Synopsis :
Ere Kanei (1624-1644), un gigantesque tournoi de duel à mort est organisé par un des frères du Shogun Iemitsu. Deux hommes se retrouvent alors : Fujiki Gennosuke et Irako Seigen. La haine qui semble lier ces samurais est palpable et débute à l'époque de leur jeunesse, alors qu'ils suivent le même enseignement au dojo Kogan-Ryuu.
Avis :
Shigurui se base sur la structure assez classique mais souvent jouissive d'une annonce de scène finale, que toute la série va servir à atteindre. Mais le manga n'étant pas terminé, le flashback s'avère incomplet. L'animé manque alors clairement d'une fin, puisqu'il est impossible de la qualifier d'ouverte à cause de l'existence de ce duel.
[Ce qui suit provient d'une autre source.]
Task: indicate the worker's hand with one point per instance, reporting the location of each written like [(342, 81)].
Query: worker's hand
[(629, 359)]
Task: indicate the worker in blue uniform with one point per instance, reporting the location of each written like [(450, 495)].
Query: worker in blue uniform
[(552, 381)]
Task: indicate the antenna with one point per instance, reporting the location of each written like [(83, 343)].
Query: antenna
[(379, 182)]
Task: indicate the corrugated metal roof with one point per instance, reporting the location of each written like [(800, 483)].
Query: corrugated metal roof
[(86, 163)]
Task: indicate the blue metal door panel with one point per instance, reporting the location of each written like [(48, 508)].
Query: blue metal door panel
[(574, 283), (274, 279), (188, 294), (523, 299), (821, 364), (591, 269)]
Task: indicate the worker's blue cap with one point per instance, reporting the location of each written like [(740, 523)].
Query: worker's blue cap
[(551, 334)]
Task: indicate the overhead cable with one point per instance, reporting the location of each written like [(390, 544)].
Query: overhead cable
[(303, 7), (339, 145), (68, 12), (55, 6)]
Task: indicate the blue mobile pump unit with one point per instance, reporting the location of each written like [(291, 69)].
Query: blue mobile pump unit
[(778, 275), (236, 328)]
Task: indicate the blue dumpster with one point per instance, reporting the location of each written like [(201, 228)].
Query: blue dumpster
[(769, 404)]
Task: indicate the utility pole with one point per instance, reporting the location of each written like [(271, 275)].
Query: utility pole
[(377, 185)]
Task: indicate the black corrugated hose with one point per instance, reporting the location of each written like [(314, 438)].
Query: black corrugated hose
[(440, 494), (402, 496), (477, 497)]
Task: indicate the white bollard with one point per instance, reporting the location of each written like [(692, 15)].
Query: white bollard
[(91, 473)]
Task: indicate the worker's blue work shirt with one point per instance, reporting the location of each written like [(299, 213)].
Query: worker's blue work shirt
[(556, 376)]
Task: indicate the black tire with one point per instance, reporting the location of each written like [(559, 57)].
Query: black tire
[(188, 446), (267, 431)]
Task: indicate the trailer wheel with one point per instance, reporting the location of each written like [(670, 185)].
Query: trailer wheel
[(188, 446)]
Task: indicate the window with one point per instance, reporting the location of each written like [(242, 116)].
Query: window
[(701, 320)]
On reste donc dans l'expectative avec des dizaines de questions en suspens, et c'est probablement son plus gros défaut.
Malgré ce problème, la trame centrée sur la passation de pouvoir du maître du Kogan-Ryuu est passionnante. On y retrouve tous les fondamentaux du film de samurai, mais sans qu'ils s'apparentent à des clichés tant l'ambiance est travaillée à son paroxysme. La froideur de la mise en scène tient du génie, mais le plus troublant provient de la crédibilité de l'ensemble, renforcée notamment par le réalisme des blessures.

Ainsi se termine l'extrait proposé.